It was an activist investor that first pushed L Brands to split Victoria’s Secret from Bath and Body Works in 2019 (the companies split in August 2021). An activist investor in 2020 pressured Hugo Boss into a strategy overhaul, which led to the appointment of a new chief executive and the rebrand that’s currently underway.

More recently, activist investors have been circling department stores. Jana Partners was pressuring Macy’s after Saks Fifth Avenue split its digital and retail business. Macellum has been advocating for Kohl’s to find a buyer. Earlier this year, Legion Partners called for Guess to remove founders Paul Marciano and Maurice Marciano.

The arrival of an activist investor can cause the target’s stock to soar, as these shareholders typically prioritise moves that will quickly juice revenue, or provide a windfall of cash.
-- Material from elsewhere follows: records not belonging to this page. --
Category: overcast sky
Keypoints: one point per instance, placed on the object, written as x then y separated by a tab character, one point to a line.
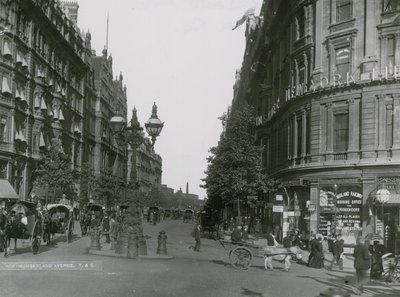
181	54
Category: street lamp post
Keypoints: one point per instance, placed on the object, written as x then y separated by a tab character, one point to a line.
132	134
154	125
382	196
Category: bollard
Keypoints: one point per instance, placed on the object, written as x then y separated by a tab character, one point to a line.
95	239
334	292
122	244
133	250
162	243
142	246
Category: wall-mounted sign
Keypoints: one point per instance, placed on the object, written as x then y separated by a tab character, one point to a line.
277	208
349	204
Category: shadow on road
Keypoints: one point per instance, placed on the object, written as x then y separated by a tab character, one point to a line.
343	282
251	293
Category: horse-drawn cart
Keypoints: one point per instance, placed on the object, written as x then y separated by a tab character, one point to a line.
24	222
59	219
242	253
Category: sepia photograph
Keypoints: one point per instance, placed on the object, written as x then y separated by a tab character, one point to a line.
195	148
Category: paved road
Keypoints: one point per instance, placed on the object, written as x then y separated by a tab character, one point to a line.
189	273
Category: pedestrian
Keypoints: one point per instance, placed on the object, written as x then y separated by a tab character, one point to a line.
362	262
311	244
337	252
317	260
113	231
197	238
377	250
105	227
236	235
245	233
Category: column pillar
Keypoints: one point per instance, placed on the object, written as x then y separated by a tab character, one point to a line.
318	38
370	47
354	129
381	127
329	132
396	127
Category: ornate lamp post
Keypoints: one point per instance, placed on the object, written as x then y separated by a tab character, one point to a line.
131	240
154	125
382	196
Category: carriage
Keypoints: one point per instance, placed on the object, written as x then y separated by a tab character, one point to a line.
59	219
188	215
25	223
242	253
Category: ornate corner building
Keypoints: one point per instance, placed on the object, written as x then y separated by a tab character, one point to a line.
54	87
324	78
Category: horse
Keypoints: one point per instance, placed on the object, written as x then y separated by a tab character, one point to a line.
281	254
14	229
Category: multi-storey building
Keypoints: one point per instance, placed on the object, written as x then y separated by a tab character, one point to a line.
53	87
42	86
324	78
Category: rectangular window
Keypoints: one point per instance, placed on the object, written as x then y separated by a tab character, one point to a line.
291	137
299	137
341	132
3	130
343	10
390	5
389	126
342	62
308	134
390	54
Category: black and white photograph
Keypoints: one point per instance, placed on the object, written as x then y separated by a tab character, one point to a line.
195	148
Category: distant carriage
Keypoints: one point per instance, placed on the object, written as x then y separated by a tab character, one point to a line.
188	215
24	222
59	219
241	254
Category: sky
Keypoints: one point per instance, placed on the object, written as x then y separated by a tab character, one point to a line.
181	54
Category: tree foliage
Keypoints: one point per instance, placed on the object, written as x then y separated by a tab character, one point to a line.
53	171
234	167
109	188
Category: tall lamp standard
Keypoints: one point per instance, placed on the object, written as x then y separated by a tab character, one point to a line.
132	134
382	196
154	125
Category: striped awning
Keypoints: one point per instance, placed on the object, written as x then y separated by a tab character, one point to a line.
6	190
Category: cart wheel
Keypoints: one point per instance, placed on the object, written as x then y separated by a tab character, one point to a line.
70	229
240	258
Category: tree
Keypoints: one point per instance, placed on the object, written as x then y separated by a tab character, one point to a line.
234	167
87	182
54	171
109	188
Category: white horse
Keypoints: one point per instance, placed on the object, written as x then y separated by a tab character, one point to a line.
280	254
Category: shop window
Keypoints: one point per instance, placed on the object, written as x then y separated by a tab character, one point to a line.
341	132
390	5
389	126
390	54
343	10
342	61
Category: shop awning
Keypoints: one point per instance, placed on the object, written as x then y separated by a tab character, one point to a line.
6	190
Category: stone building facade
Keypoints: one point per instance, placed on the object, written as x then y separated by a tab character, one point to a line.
324	78
53	86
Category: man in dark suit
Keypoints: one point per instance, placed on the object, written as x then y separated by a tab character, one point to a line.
362	263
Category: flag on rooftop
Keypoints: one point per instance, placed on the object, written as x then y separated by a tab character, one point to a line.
248	13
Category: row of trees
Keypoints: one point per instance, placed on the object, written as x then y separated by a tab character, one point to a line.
54	172
234	169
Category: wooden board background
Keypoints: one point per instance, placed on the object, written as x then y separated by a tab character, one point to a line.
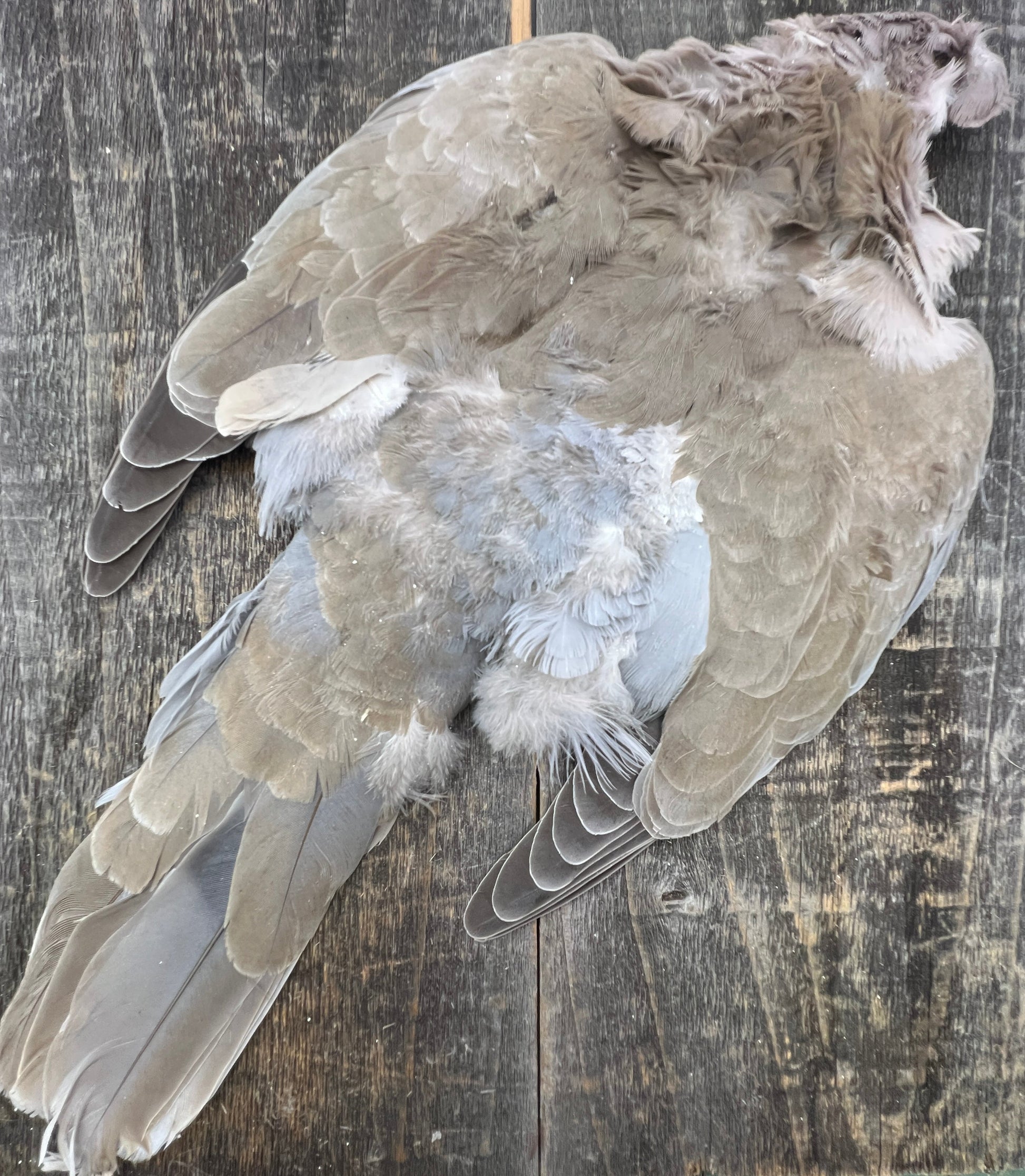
829	982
But they can also trigger unpredictable battles over a company’s future, which can drag on for months or even years.

“As a retailer, you think, ‘oh my god, we’ve got activist investors, everyone to the trenches,’” said Lee Peterson, a consultant with WD Partners and former executive at The Limited, then part of L Brands, in the 1980s. “It’s acrimonious.”

Brands eye these investors suspiciously. Their presence implies painful changes, including restructuring and layoffs that could include senior executives and board members. But activist investors can also help a brand execute a pivot they might not have the vision or the risk appetite to pull off on their own.

Fashion’s Activists

Activist investors target every industry, from oil to tech to food. But retail is a particularly ripe target. Well-known names such as Macy’s and Kohl’s trade have struggled to rebound from years of declining sales and waning consumer interest.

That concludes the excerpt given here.